Insomma, possiamo presumere che sarà difficile utilizzare pienamente l’impianto di Sammartini. Ma allora, ci chiediamo, perché è stato costruito? Certo, c’era a disposizione la struttura del vecchio mercato del pesce, già di proprietà del Comune. Ma è lecito ipotizzare qualche errore di calcolo, oppure il progetto abortito di chiudere altre cucine in tutte scuole (a seguito delle lamentele, però, Milano Ristorazione ha dichiarato in un comunicato stampa che non ridurrà ulteriormente le cucine nelle scuole).
Sempre in tema di spese forse esagerate, osservando il bilancio 2009 di Milano Ristorazione si scopre che il personale in produzione risulta un po’ in esubero rispetto al numero di pasti. Il rapporto di 1 addetto ogni 84 pasti è un po’ troppo basso visto che in genere si parla di 1 addetto ogni 100-150 pasti quando ci sono centri cottura centralizzati. Un’altra anomalia riguarda i costi delle scodellatrici, cioè il personale che serve il pasto nelle scuole (compito più delicato e importante di quello che potrebbe apparire). Dal bilancio emerge che sono pagate 47 euro per 3 ore di lavoro, cioè 15 euro l’ora circa, a fronte dei 5,40 che dichiarano di guadagnare. Il servizio è appaltato a 6 cooperative generiche (cioè attive nel settore dei servizi, ma non dei servizi di ristorazione in particolare) che quindi sottopagano il personale addetto alla distribuzione dei pasti nelle scuole. Per rendersene conto basta dire che le principali società di ristorazione collettiva privata non partecipano alla gara perché la base d’asta non è congrua. Milano Ristorazione, pur non assumendo direttamente le scodellatrici, è conscia di questo stato di cose?
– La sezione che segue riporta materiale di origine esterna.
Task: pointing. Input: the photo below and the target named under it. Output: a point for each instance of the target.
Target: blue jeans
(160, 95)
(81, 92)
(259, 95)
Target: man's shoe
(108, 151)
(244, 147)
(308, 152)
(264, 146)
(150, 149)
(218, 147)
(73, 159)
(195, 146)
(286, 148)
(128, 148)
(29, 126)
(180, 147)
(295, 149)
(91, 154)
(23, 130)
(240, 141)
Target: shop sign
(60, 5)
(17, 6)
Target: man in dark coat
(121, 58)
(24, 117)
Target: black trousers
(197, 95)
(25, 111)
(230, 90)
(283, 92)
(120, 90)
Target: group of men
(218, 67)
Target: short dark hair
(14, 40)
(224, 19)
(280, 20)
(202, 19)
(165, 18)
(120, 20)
Roberto Predolin assicura che si sta affrontando anche questo problema: “Abbiamo intenzione di aumentare le ore di lavoro di queste persone – dice – affidando alle cooperative anche i servizi di pulizia dei locali mensa e, in alcune scuole, anche il il servizio affidato ai bidelli”.
Ma in fondo tutti questi sono aspetti tecnici, che interessano solo in parte genitori e bambini che inviano 25 lamentele al giorno e chiedono un cambiamento della gestione. La situazione attuale è abbastanza critica e vede su posizioni contrapposte Milano Ristorazione e un gruppo di rappresentanti delle commissioni mensa, che l’hanno scorso hanno addirittura avviato una class action contro la società. C’è quindi una frattura difficilmente ricomponibile tra due soggetti che hanno smesso di dialogare e parlano tramite avvocati.
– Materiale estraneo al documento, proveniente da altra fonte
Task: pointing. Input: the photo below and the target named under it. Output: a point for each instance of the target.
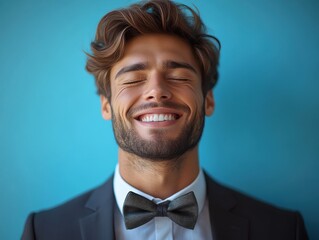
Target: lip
(158, 110)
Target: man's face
(157, 105)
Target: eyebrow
(167, 65)
(131, 68)
(174, 64)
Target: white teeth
(158, 117)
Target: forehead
(154, 50)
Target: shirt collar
(121, 189)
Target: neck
(157, 178)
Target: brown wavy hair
(116, 28)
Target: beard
(159, 148)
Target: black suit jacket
(233, 216)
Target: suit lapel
(99, 224)
(224, 224)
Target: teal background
(262, 139)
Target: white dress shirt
(162, 228)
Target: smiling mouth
(158, 117)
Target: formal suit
(233, 215)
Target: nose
(157, 88)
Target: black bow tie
(139, 210)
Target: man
(155, 68)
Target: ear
(209, 103)
(105, 108)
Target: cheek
(123, 100)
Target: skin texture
(157, 76)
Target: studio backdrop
(263, 138)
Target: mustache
(150, 105)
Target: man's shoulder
(264, 218)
Quali prospettive per il futuro? Tra gli addetti ai lavori si parla di spacchettare la società, c’è chi propone una parziale privatizzazione e chi è favorevole alla cessione totale del servizio a società private per contrastare un monopolio difficilmente condivisibile. Un’altra ipotesi è di affidare per tre anni la metà dei pasti nelle scuole ad un servizio gestito da società di ristorazione private e l’altra metà a Milano Ristorazione e vedere i risultati.
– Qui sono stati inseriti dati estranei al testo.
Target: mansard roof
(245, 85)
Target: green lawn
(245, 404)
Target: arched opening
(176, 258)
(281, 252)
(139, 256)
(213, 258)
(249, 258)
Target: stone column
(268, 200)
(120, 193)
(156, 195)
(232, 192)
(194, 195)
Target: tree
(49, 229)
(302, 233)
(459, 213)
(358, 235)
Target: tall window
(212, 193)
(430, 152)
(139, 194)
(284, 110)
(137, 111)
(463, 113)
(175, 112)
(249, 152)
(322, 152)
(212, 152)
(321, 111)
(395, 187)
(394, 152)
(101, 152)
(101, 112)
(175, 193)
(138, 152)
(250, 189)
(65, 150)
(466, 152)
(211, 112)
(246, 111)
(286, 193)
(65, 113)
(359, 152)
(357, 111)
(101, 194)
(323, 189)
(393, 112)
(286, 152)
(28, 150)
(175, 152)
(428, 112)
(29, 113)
Abbiamo rivolto queste domande a Roberto Predolin che si è mostrato tutt’altro che sorpreso.“Sono per principio contrario ai monopoli – ha precisato il presidente di Milano Ristorazione – ma ritengo che la municipalizzata Milano Ristorazione sia adeguata come servizio pubblico nell’ambito delle circa 450 scuole pubbliche”. Predolin si è detto “disponibile di fronte ad eventuali esplorazioni per una parziale privatizzazione della Società”. Per quanto riguarda il progetto di affidare una metà dei pasti erogati all’esterno riservando l’altra metà a Milano Ristorazione Predolin precisa che “è una valutazione che non appartiene né al mio ruolo né alle mie competenze”.